Par ailleurs, le futur Digital Services Act prévoit une obligation de suspendre les comptes d’utilisateurs qui adressent de manière fréquente des notifications ou des plaintes manifestement infondées (article 20). Pour évaluer ces abus d’utilisation, les plateformes devront prendre en compte plusieurs critères qualitatifs et quantitatifs, comme la proportion des notifications infondées par rapport au nombre des notifications reçues ou encore la gravité des abus et leurs conséquences.
Les rapports de transparence publiés par les plateformes devront ainsi inclure des informations relatives aux obligations mentionnées ci-dessus (nombre de différends soumis à un règlement extrajudiciaire, de suspensions en cas abus d’utilisation, etc.).

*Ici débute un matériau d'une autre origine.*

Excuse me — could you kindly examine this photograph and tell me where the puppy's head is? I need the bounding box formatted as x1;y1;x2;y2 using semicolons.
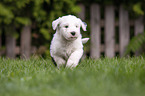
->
52;15;87;40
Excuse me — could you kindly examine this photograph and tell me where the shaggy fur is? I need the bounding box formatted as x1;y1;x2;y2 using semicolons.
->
50;15;89;68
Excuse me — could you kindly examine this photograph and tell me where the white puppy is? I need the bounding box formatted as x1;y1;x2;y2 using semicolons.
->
50;15;89;68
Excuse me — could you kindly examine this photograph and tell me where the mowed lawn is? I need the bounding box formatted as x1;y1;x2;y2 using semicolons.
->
0;57;145;96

- Évaluation et atténuation des risques pour les très grandes plateformes
Les très grandes plateformes devront, quant à elles, évaluer tous les ans les risques systémiques résultant du fonctionnement et de l’utilisation de leurs services (article 26) et prendre des mesures pour atténuer ces risques (article 27). Ces mesures pourront modifier leurs mécanismes de modération des contenus ou encore renforcer la supervision interne de leur fonctionnement.
En dehors de ces obligations, les très grandes plateformes devront recourir à des audits externes en vue de diagnostiquer leur niveau de conformité (article 28). Elles devront également désigner un délégué à la conformité, qui sera le point de contact des autorités compétentes (article 32).
De plus, dans leurs CGU les très grandes plateformes devront communiquer les paramètres utilisés dans leurs systèmes de recommandation de contenus (article 29). Leurs rapports de transparence devront exposer les résultats de l’évaluation des risques et les mesures d’atténuation mises en œuvre ou encore les constats d’audits externes (article 33).
- Participation à la gestion de crise par les très grandes plateformes
Dans le contexte de la guerre entre la Russie et l’Ukraine, le Conseil de l’Union a ajouté au texte initial proposé par la Commission un mécanisme dit de « réaction aux crises » (tout évènement imprévisible, tel que des guerres ou des actes de terrorisme). Ce mécanisme vise à intégrer les très grandes plateformes dans la gestion de crise au moyen de plusieurs mesures dont notamment l’affichage d’informations relatives à la situation de crise fournies par les Etats membres (article 37).
Comment le respect de ces nouvelles obligations sera-t-il assuré ?
Chaque État membre désignera une ou plusieurs autorités compétentes afin d’assurer le respect du règlement. Parmi ces autorités, l’une d’entre elles aura le statut de Coordinateur des services numériques. Les pouvoirs de ce dernier sont larges. Il pourra effectuer des contrôles sur place, demander la communication d’informations auprès des fournisseurs de services intermédiaires ou encore leur demander de prendre un certain nombre d’engagements (article 41).
Le législateur européen prévoit également la mise en place d’une coopération entre les différents Coordinateurs qui seront réunis au sein d’un Conseil européen des services numériques (article 47).
Il convient de noter que les très grandes plateformes pourront faire l’objet de mesures de contrôle renforcées (article 50). Ainsi, sur la proposition du Conseil ou sur sa propre initiative, la Commission européenne pourra intervenir afin de mener des contrôles sur place (article 54), demander la communication d’informations (article 52) et entendre toute personne sous réserve de son consentement (article 41).
Quid des sanctions ?
En cas de non-respect du règlement, le Coordinateur pourra prononcer une sanction pécuniaire dont le montant représente 6 % du chiffre d’affaires mondial du fournisseur concerné (article 42). Pour les très grandes plateformes, outre le Coordinateur, la Commission sera également compétente pour prononcer de telles sanctions pécuniaires (article 59).
Mathias Avocats vous tiendra informé de l’adoption définitive du Digital Services Act par le Parlement et le Conseil, ainsi que de la date de son entrée en application.